While I got my first mobile phone at the end of the 1990’s, mobile devices and networks have been around for a bit longer than that. In their book ‘30 Years of Mobile Phones in the UK‘, Nigel Linge and Andy Sutton take a look at the developments over the past 30 years. An interesting title and I obviously couldn’t resist to pick up a copy.

The book gives you exactly what the title says, a wonderful overview of the development of mobile phones from the first heavy bricks for phone calls and receiving text messages to the universal smartphones for Internet access we use today. In addition, the book tells the story of how cellular networks in the UK developed and evolved over that timeframe. It’s great to see the pictures of devices made over the past 30 years and I have fond memories of many of them as I owned them myself.

While the overall story is concise and accurate as far as I can tell, there are unfortunately no references to get further background information on topics I would have liked to investigate further. Based on other technology history books I’ve read in the past I was hoping to find inside stories and personal accounts of players in the field.
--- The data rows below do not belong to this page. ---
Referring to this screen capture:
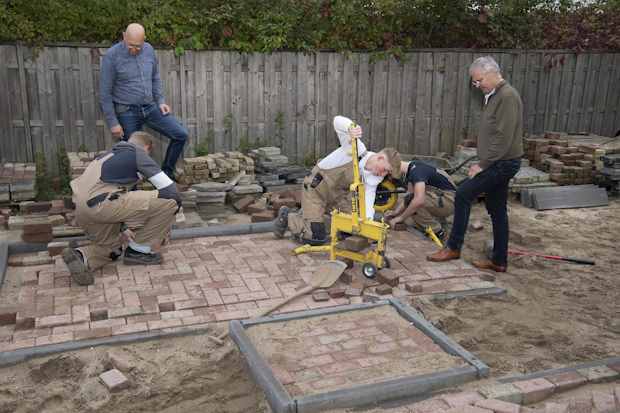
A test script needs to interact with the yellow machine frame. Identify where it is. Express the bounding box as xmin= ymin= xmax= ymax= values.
xmin=293 ymin=129 xmax=389 ymax=278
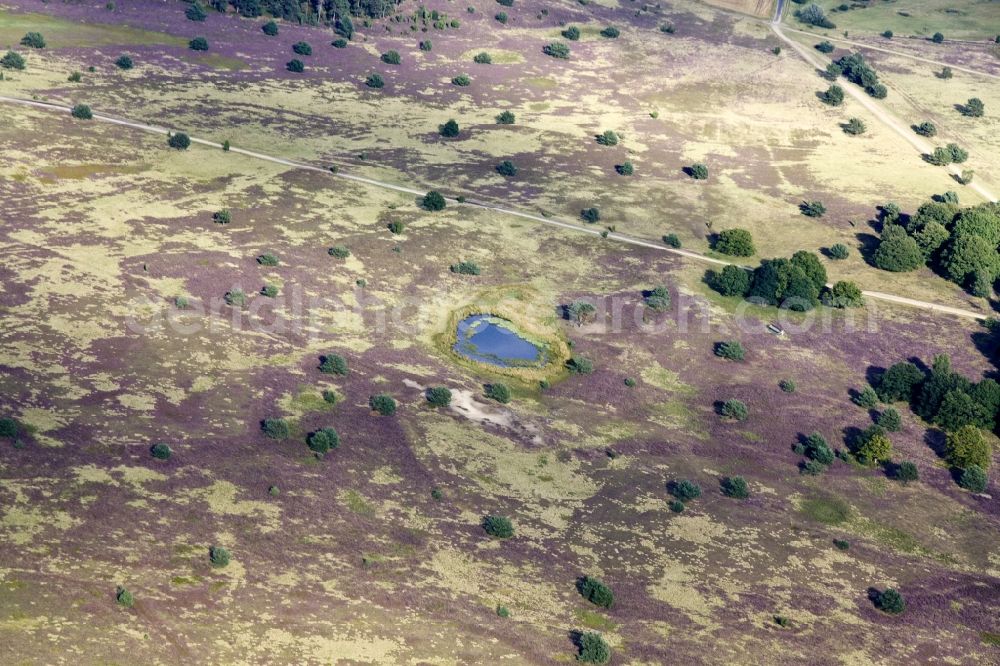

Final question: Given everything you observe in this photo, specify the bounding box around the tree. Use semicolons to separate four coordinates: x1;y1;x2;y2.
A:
483;515;514;539
820;84;844;106
149;442;173;460
260;418;292;439
958;465;990;493
825;280;865;308
667;479;701;502
576;631;611;664
719;476;750;499
427;386;451;407
422;190;445;211
184;2;208;22
368;393;396;416
70;104;94;120
687;162;708;180
875;361;924;403
167;132;191;150
306;428;340;453
577;576;615;608
710;264;750;296
875;587;906;615
719;398;750;421
438;119;459;138
486;382;510;404
715;229;757;257
872;224;924;273
208;546;229;569
715;340;746;361
962;97;983;118
944;425;993;469
21;32;46;48
496;160;517;178
542;42;569;60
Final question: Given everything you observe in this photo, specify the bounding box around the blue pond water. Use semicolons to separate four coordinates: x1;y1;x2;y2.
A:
453;314;543;368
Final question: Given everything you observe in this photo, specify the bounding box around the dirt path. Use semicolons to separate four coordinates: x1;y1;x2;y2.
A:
0;94;984;319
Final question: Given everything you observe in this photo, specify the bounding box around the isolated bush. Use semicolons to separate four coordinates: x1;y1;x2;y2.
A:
715;229;757;257
260;418;292;439
21;32;45;49
715;340;746;361
577;576;615;608
958;465;990;493
167;132;191;150
149;442;173;460
667;479;701;503
872;224;924;273
486;382;510;404
542;42;569;60
319;354;348;377
368;393;396;416
875;587;906;615
710;264;750;296
483;515;514;539
208;546;229;569
306;428;340;453
427;386;451;407
115;586;135;608
719;476;750;499
720;398;750;421
70;104;94;120
496;160;517;178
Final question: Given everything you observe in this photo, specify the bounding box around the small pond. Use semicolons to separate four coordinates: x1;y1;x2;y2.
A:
453;314;545;368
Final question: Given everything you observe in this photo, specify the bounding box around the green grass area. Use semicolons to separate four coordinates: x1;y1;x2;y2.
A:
789;0;1000;39
0;11;187;49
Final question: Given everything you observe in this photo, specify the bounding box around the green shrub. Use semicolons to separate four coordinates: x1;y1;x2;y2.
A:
208;546;229;569
260;418;292;439
368;393;396;416
719;476;750;499
306;428;340;453
422;190;445;210
577;576;615;608
715;229;757;257
486;382;510;404
715;340;746;361
958;465;990;493
70;104;94;120
167;132;191;150
719;398;750;421
483;515;514;539
149;442;173;460
576;631;611;664
319;354;348;377
667;479;701;503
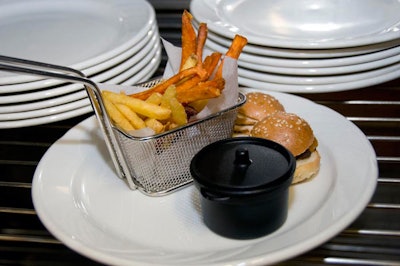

The book, however, rather focuses on pure facts and takes an outside view on developments which made it a bit difficult for me to get excited and remain engaged as I read along.

So for those of you who would like to get more insight stories I’d rather recommend books such as ‘GSM and UMTS – The Creation of Global Mobile Communications’, ‘Die D2 Story’ (in German), ‘Short Message – The Creation of Personal Global Text Messaging‘, ‘The Political History of GSM – inside the mobile revolution‘ by Stephen Temple or the ‘History of Ericsson‘ website that has many great articles with lots of background information on the development in the mobile sector over the past decades.